An Indonesian farmer harvesting an oil palm bunch. (World Resources Institute)

By Payton-luv Stine

Whether you know it or not, you probably used palm oil today. This highly lucrative product is used globally, not only by highly developed nations in packaged products, food production, cosmetic supplies, and biodiesel, but also in developing nations as a cooking oil. Nearly every aspect of our lives has a stake in the future of the palm oil industry. The product is cheap, easy to manufacture, easy to store, and lasts a long time. 

When compared to other products, such as rice it is nearly 10x more profitable, bringing in $2,500 per hectare while rice plantations bring in only $250. In Indonesia alone, an estimated 25 million individuals have palm oil production to thank for their livelihoods, with palm oil making up over 12 percent of the country’s annual exports. There is no doubt that the palm oil plantation truly has reduced poverty in local Indonesian communities and allowed for the construction of newer and better developed infrastructure, both directly and indirectly. The industry also does not exclude small land owners, with over 40 percent of plantations owned by individual land holders rather than large corporations.  

Indonesia is not the only nation to reap the benefits of this product. Malaysia exports nearly 17 tons of palm oil annually, at a value of around $15 billion U.S. dollars. That’s over 9 percent of the country’s exports, and nearly 3 percent of the nation’s GDP. Nearly one million Malaysians are employed by palm oil plantations allowing them to provide for their families and themselves reducing the widespread financial insecurity in the region.  However, this number does not include the undocumented and contract workers that are estimated to amount to over 4 million in Malaysia alone.                                                                                                    

Palm oil  is a great resource and makes lives better every day, but we have yet to master responsible consumption and production of this product, the 12th Sustainable Development Goal. Its true cost cannot be broken down into dollars and cents, but instead is represented in lives. What isn’t considered is the lives besides our the “winners” that have stake in this industry as well.

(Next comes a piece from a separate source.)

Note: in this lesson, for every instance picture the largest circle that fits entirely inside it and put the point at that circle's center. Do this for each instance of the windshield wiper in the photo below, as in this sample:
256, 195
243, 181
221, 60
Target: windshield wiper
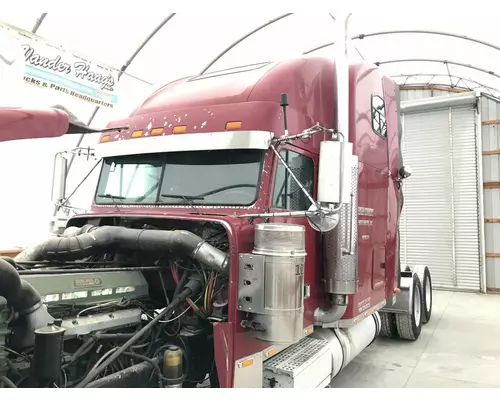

Indonesian forest fires also cause smoke and air pollution, responsible for nearly 40,000 human deaths a year in the surrounding region. The haze directly linked to “slash-and-burn” by palm oil companies causes more than 200,000 respiratory infections annually. Smoke from these forest fires does not just have negative impacts on the health of the region. It has also resulted in over 1,500 Malaysian schools and education centers closing their doors, and countless days of class cancelled due to threatening air quality. The education and opportunities lost from this is immense, especially when considering the highly volatile state of Malaysia as an emerging economy. On a more global scale, tropical deforestation accounts for 10% of the world’s global greenhouse gas emissions. Last year palm oil companies’ “slash and burn” harvesting techniques jeopardized the lives of 10,000 orangutans, and over the past fifty years has killed over 100,000. This doesn’t even include other species like the cloud leopard, hornbills and the Borneo elephants affected by these hotspot fires. 

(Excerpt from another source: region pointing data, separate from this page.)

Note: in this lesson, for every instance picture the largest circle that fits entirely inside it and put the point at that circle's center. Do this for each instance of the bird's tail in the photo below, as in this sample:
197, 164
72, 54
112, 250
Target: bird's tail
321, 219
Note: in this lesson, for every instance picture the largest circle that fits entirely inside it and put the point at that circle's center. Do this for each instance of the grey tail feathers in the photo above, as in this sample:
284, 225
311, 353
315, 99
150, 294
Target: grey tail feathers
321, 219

This kind of disregard for life by palm oil companies is unacceptable. Still we cannot forget the vast array of benefits palm oil brings to the lives of not millions but billions of individuals around the world, holding the power to revolutionize our world once more. The true question is where do we draw the line? At what point is the economic success of a developing nation not worth the environmental impact? 

If destroying our planet’s biodiversity, ruining our children’s education and jeopardizing our family’s health is not enough to beg the question “Is it worth it?,” then what is? Economic success will be the least of our worries when our mothers and fathers cannot breathe, our children cannot read, and our world cannot survive. No dollar amount is worth any life.. Prosperity at the expense of our world is an oxymoron. Without that understanding, we will never be able to truly grow.